For an IoT project with our customer we work with multiple factories sending data from multiple devices to the Azure IoT hub. We extract the last package every minute for each factory and device and store this data in a CosmosDb. Goal is to build reporting on the various parameters for every device over time.
The document we store in CosmosDb is around 1Kb. If we take 100 factories into account, each containing 100 devices, and every minute 1 package is stored for these devices, then after one year we will have collected around 5Tb of data.
This is quite expensive storage. The data that is stored is readonly and will not be updated. So I was exploring the analytical store to offload the data. The storage of the analytical store is 10x cheaper.

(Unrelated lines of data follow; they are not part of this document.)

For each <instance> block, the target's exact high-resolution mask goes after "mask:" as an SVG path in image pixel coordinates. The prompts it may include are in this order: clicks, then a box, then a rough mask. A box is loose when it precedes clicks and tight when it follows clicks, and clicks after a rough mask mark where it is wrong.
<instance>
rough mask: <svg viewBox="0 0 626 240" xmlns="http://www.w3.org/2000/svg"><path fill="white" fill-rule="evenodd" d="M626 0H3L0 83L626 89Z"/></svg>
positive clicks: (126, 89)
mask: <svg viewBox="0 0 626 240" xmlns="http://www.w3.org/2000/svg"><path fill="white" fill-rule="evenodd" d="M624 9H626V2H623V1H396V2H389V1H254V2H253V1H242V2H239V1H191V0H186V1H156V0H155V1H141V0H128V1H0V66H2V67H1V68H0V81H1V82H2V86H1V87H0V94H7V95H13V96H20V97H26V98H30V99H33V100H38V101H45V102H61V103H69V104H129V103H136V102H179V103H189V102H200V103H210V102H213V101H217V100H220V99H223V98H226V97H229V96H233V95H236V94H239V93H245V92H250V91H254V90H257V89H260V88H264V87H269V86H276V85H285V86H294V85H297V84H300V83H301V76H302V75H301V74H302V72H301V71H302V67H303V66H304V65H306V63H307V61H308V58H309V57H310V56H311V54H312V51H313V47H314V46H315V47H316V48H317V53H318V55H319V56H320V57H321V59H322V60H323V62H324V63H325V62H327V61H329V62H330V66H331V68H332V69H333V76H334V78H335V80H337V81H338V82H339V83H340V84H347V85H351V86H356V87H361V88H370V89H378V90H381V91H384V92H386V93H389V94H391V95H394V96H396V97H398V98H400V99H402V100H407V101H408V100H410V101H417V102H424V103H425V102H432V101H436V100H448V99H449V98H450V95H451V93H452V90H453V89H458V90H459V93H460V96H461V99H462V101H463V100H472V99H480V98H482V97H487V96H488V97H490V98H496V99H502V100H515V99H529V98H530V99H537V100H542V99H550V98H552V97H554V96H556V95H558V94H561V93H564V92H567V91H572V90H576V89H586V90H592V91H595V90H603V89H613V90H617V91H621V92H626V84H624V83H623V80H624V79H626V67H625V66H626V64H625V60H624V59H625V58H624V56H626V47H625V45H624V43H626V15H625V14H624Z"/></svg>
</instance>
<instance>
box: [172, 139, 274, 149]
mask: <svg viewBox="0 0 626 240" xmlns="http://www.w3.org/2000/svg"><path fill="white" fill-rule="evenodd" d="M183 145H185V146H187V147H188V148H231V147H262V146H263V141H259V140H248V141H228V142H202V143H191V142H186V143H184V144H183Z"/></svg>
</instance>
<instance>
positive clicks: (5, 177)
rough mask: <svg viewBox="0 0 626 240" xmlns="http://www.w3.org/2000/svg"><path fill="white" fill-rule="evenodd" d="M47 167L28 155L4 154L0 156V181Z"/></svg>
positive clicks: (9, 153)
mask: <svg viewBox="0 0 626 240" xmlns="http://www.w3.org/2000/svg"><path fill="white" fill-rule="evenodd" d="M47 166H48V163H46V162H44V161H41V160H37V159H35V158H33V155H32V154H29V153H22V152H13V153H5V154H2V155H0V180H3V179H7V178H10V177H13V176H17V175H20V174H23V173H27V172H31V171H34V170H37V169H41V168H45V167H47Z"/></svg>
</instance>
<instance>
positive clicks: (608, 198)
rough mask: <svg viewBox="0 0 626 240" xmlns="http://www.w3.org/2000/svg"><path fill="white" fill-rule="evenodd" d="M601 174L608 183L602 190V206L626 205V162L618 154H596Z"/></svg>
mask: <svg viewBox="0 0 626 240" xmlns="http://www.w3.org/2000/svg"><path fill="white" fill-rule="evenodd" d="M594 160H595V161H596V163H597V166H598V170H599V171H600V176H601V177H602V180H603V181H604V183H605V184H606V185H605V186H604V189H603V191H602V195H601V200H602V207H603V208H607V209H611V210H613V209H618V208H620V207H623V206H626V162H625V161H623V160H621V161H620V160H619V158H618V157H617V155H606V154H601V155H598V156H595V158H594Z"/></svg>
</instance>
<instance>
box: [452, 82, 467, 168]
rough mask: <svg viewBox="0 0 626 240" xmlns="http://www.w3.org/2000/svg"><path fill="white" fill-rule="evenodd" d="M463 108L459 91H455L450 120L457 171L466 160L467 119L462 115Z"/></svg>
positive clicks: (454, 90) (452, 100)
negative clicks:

I have enabled the synapse link on my CosmosDb and container. I created a synapse workspace and connected to the CosmosDb as a connected service.
Now I tried to query the data using the SQL Serverless pool. But even a simple query showing only 1 or 2 columns of only a few records is taking several seconds to return.
So I am wondering if this is the normal behaviour? If this is the case, then the analytical store doesn't seem to be a good candidate for doing live reporing in a webportal.
For our particular use case we ended up with using Azure Data Explorer. This resource is perfect for ingesting timebased IoT telemetry data. Querying 25 million records, performing grouping (on timespans) and aggregation on these groups is done in less than 0.3 seconds.